In AggreGate, each device or system object is represented as a so-called context within a hierarchical structure of contexts. Each context includes a set of formalized data elements: variables, functions, and events. A context also contains metadata that describes the data elements available in it. This patented technology is called object normalization.

Some parallels exist with the object-oriented programming:

  • Variables support read and write operations
  • Functions can be executed by collecting the input values and passing the output
  • It’s possible to subscribe to the events and receive their instances asynchronously

Context Tree

All contexts of an AggreGate Server dwell in a hierarchical structure called context tree.

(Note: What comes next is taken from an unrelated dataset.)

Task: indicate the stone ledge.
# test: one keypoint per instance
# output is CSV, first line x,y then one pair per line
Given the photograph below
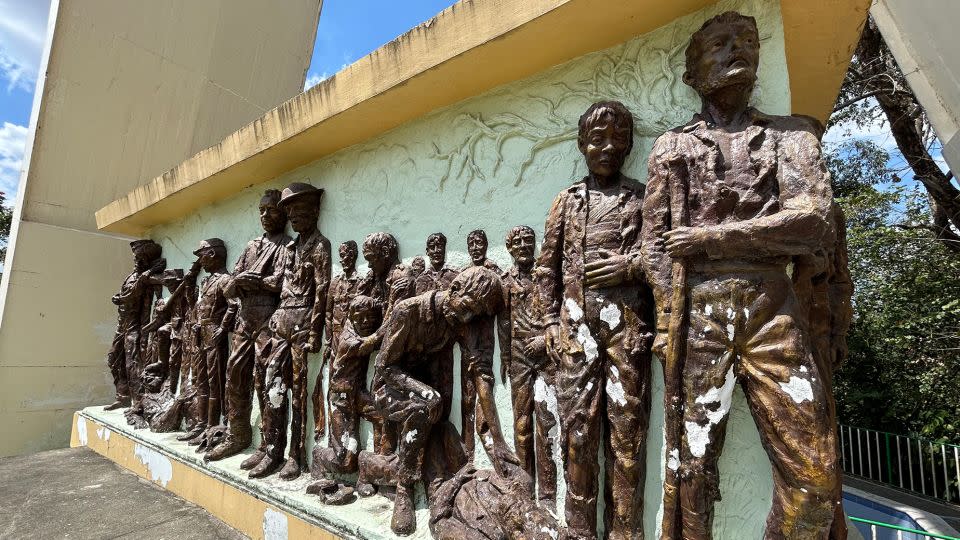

In this tree, each context has a name, that is its unique ID within its parent, and a path, that is the context's unique ID within the server.

Since all contexts implement the unified interface, they can interoperate within the server context tree, offering an unprecedented level of flexibility.

Distributed architecture expands interoperation throughout the network, allowing different servers to exchange parts of their context trees.

Data Tables

For even further unification, every piece of context data within AggreGate shares a single data type called data table:

  • Values of the context variables are data tables
  • Each context function gets an input data table and returns an output data table
  • Every instance of a context event has an associated data table with the event-specific data

Tables are flexible enough to hold any kind of data:

  • Scalar values (numbers, strings, dates, etc.) are represented by single-cell tables
  • Arrays are represented by single-column tables
  • Structures are represented by single-row tables
  • Streams are handled as special tables of the unlimited length
  • And, finally, tabular data is stored "as is"

Each data table has a specific format describing the table fields and general properties.

Cells of data tables may contain the nested tables, making it possible to use a single top-level table to represent an object of whatever complexity.


The server contexts also define actions that represent the human-executable operations. There is a key difference between the context actions and the context functions: unlike functions, actions may interact with a user by generating some output or requesting the data input.

Actions interact with the user using UI Procedures. Every action is a combination of UI Procedures and server-side data operations.

Device Normalization

Drivers and agents create a normalized presentation of various hardware devices and data sources. In this case, variables are internal settings of the device, functions are operations that the device can perform, and events are notifications the device can send to inform the server of changes detected in internal or external operating conditions.

Virtually any device or system object can be described as a set of variables, functions and events. For example, a smart remotely-controlled water tank can have a “water level” variable to reflect the current amount of water in the tank and “turn the valve on/off” functions to control the valve that lets water into the tank. This smart water tank can also generate a number of events, such as “nearly empty”, “nearly full”, and “overflow”.